Tyler Zalucki
Health & Welfare Consultant
A growing concern affecting employer-sponsored health plans worldwide is rising obesity rates and their associated costs. Obesity has become a significant burden on healthcare budgets, affecting employers year after year. Given that a quarter of employers acknowledge obesity as the primary driver of overall healthcare costs, it’s crucial to explore the inclusion of in-demand GLP-1 medications like Ozempic in health insurance offerings.
GLP-1 medications are a class of drugs that were originally used to treat type 2 diabetes mellitus (T2DM) but are now popular for weight loss. They work by slowing down the movement of food in the digestive tract and reducing the brain's hunger stimulus.
In recent years, three major GLP-1 medications—Ozempic, Wegovy, and Mounjaro—have gained popularity due to their effectiveness. The U.S. Food and Drug Administration (FDA) has also recently approved Zepbound by Eli Lilly for weight loss.
As of 2023, prescription rates have significantly increased. Both individuals with and without a documented medical history of type 2 diabetes or obesity are now receiving approvals and prescriptions for these medications.
Data collected by the research company Truveta from January 2020 to April 2023 showed that over 120,000 patients were prescribed these medications for the first time. Half of the participants in this study had medical records documenting either type 2 diabetes, a history of a body mass index (BMI) exceeding 27, or obesity. Patients with these medical records were classified as “on-label,” and those without were “off-label.” The results showed that 56% of those who received treatment for type 2 diabetes were off-label. In contrast, 81% of those who received treatment for weight loss were on-label.
As medical advancements continue to change healthcare, employers, insurers, and healthcare providers are at a critical point, evaluating the intricate balance between rewards and risks associated with including GLP-1 treatments in health plans. Stakeholders must consider several factors, including effectiveness, safety, cost, and the overall impact on population health.
As metabolic disorders become more common worldwide, studies from the Centers for Disease Control and Prevention (CDC) show that healthcare costs for individuals with obesity are nearly $2,000 higher than those with a healthy body weight. Including weight-loss treatment in employee benefits packages would likely be well-received. A recent study found that 77% of human resource (HR) decision-makers believe that GLP-1 coverage would make employees feel they have a better health insurance package.

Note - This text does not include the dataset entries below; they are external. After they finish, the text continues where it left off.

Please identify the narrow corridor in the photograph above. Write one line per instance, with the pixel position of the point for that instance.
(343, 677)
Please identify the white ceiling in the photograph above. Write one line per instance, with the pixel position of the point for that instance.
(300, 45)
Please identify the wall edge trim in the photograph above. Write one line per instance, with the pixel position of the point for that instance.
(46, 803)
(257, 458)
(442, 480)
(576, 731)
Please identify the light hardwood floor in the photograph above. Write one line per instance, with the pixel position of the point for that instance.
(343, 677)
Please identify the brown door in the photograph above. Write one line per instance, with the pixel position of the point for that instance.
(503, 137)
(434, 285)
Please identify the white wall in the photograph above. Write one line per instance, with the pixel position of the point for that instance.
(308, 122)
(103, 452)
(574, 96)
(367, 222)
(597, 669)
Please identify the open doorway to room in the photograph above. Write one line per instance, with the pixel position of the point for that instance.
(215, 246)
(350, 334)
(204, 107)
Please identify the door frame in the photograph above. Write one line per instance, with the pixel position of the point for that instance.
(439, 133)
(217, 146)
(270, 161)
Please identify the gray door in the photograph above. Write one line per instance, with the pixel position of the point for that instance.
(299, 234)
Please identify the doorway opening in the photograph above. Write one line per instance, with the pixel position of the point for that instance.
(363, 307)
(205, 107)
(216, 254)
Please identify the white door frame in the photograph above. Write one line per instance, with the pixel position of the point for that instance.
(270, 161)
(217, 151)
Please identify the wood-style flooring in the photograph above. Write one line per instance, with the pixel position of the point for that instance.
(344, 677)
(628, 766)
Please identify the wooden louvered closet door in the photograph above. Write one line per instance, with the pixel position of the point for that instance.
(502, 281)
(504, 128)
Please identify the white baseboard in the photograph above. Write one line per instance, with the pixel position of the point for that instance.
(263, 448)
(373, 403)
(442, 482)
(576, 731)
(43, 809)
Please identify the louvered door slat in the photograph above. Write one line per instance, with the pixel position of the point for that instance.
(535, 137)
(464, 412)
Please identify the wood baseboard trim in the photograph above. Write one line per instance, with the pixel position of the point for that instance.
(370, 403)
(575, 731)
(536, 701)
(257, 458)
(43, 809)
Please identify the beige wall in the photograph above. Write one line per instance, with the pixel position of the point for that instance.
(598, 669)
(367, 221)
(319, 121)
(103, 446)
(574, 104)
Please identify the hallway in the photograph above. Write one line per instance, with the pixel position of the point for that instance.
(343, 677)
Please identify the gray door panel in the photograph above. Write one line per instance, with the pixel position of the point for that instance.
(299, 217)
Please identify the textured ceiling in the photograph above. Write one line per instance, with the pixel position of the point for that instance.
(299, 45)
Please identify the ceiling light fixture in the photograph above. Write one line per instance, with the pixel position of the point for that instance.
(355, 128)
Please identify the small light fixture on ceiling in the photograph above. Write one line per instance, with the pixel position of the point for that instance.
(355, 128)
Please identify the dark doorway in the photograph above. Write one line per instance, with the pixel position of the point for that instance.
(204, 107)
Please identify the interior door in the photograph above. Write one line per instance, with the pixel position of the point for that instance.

Encouragingly, the American Medical Association (AMA) has called for insurers to fully cover medications for the treatment of obesity. On November 14, 2023, the AMA passed a resolution supporting "Health insurance coverage parity for evidence-based treatment of obesity, including FDA-approved medications without exclusions or additional carve-outs." This declaration offers hope that private insurers and the federal government will collaborate to reduce the cost of GLP-1 as an obesity treatment, acknowledging the serious health risks associated with untreated obesity.

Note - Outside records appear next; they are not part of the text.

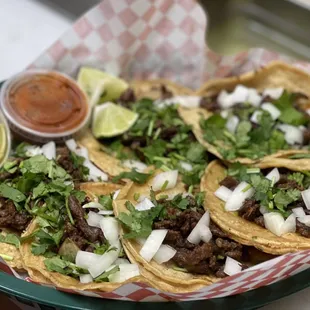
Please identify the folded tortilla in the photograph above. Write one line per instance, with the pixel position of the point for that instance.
(239, 229)
(276, 74)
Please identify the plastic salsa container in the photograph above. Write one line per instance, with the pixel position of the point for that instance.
(5, 139)
(44, 105)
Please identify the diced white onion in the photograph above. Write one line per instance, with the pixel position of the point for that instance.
(49, 150)
(306, 197)
(153, 243)
(273, 175)
(274, 222)
(299, 212)
(289, 225)
(232, 124)
(232, 266)
(164, 254)
(195, 235)
(292, 134)
(105, 261)
(86, 278)
(305, 220)
(116, 193)
(126, 272)
(134, 164)
(256, 117)
(94, 219)
(145, 204)
(161, 178)
(205, 233)
(271, 109)
(110, 229)
(85, 259)
(238, 196)
(186, 166)
(106, 212)
(274, 93)
(223, 193)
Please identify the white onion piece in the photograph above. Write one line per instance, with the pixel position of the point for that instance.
(105, 261)
(299, 212)
(86, 278)
(232, 266)
(289, 225)
(274, 93)
(256, 117)
(116, 193)
(110, 229)
(223, 193)
(106, 212)
(186, 166)
(94, 219)
(85, 259)
(306, 197)
(232, 124)
(145, 204)
(254, 98)
(274, 222)
(134, 164)
(71, 145)
(120, 261)
(161, 178)
(33, 150)
(305, 220)
(126, 272)
(195, 235)
(273, 175)
(238, 196)
(93, 205)
(263, 210)
(205, 233)
(164, 254)
(95, 174)
(292, 134)
(49, 150)
(272, 110)
(153, 243)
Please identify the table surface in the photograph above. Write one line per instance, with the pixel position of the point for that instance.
(28, 28)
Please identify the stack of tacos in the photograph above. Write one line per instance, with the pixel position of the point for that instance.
(148, 205)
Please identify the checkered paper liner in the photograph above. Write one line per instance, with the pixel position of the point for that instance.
(140, 39)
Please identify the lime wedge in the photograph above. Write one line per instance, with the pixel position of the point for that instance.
(110, 120)
(3, 142)
(100, 86)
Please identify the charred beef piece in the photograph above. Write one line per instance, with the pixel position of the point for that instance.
(250, 210)
(64, 160)
(302, 229)
(229, 182)
(92, 234)
(11, 218)
(209, 103)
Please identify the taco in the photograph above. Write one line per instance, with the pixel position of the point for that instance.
(256, 117)
(158, 137)
(172, 238)
(264, 208)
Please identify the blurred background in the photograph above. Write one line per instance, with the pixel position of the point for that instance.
(30, 26)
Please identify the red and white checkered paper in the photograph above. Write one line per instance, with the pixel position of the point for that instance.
(139, 39)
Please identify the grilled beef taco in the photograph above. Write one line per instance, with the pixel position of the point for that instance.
(172, 237)
(255, 118)
(158, 137)
(265, 208)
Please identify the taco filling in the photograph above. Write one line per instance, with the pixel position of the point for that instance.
(252, 124)
(179, 233)
(158, 137)
(276, 199)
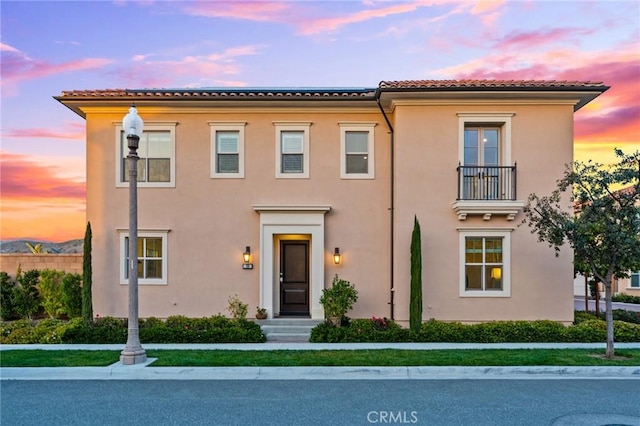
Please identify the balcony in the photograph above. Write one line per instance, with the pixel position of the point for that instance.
(487, 191)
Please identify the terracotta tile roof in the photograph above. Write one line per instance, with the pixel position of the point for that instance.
(330, 93)
(225, 93)
(489, 84)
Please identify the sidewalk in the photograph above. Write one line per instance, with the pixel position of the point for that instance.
(146, 371)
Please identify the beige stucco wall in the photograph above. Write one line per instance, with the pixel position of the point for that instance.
(427, 153)
(210, 221)
(9, 262)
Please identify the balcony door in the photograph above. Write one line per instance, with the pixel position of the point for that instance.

However, employers are questioning whether they should restrict the usage or cost-sharing of these drugs. Initially, many employers excluded coverage for obesity treatment due to concerns about the high costs of this drug class and off-label prescriptions.
Currently, some Pharmacy Benefit Manager (PBM) plans cover Ozempic as an approved treatment for type 2 diabetes, while Wegovy and similar drugs are specifically prescribed for weight loss. Depending on the medical formulary, the standard offering could exclude all weight-loss medications.
GLP-1s typically cost between $900 and $1,300 per month to fill. In 2023, GLP-1 drugs made up 6.9% of employers' annual claims, according to the International Foundation of Employee Benefit Plans (IFEBP). A study by the American Diabetes Association shows that people diagnosed with diabetes represent 25% of healthcare spending in the United States, and medical costs for those living with diabetes have increased by 35% over the past 10 years.
As the market shifts, we are seeing insurers create solutions for excluded weight-loss drugs. Carrier underwriting indicates that employers can include medications with a “weight-loss drug” rider. However, the typical cost of this rider adds 3% to 5% to medical premium rates. Cost control strategies will be essential for employer coverage, as we have seen in other benefits in the past, such as fertility treatment.
Another important consideration is patient adherence and utilization. If a patient stops taking GLP-1 medications within a year, they may regain some or all of the weight they lost. GLP-1 drugs are not intended to be a quick fix; they work best when combined with a healthy diet, regular exercise, and lifestyle modifications. Therefore, integrating care and building strong relationships with physicians are essential parts of the population health strategy for employer-sponsored health plans.
Given these factors, we encourage employers to consider modifying their health plans to include changes to GLP-1 coverage. However, it’s important to understand how these changes may affect your PBM contract and ongoing costs before adjusting eligibility or step therapy.
To help you understand the initial, ongoing, and potential costs to your business and pharmacy risk management strategy, we at Marsh McLennan Agency are here to provide valuable insights and guidance tailored to your needs. For a consultation, reach out directly to Tyler Zalucki and Kendra Griffith at tyler.zalucki@marshmma.com and Kendra.griffith@marshmma.com.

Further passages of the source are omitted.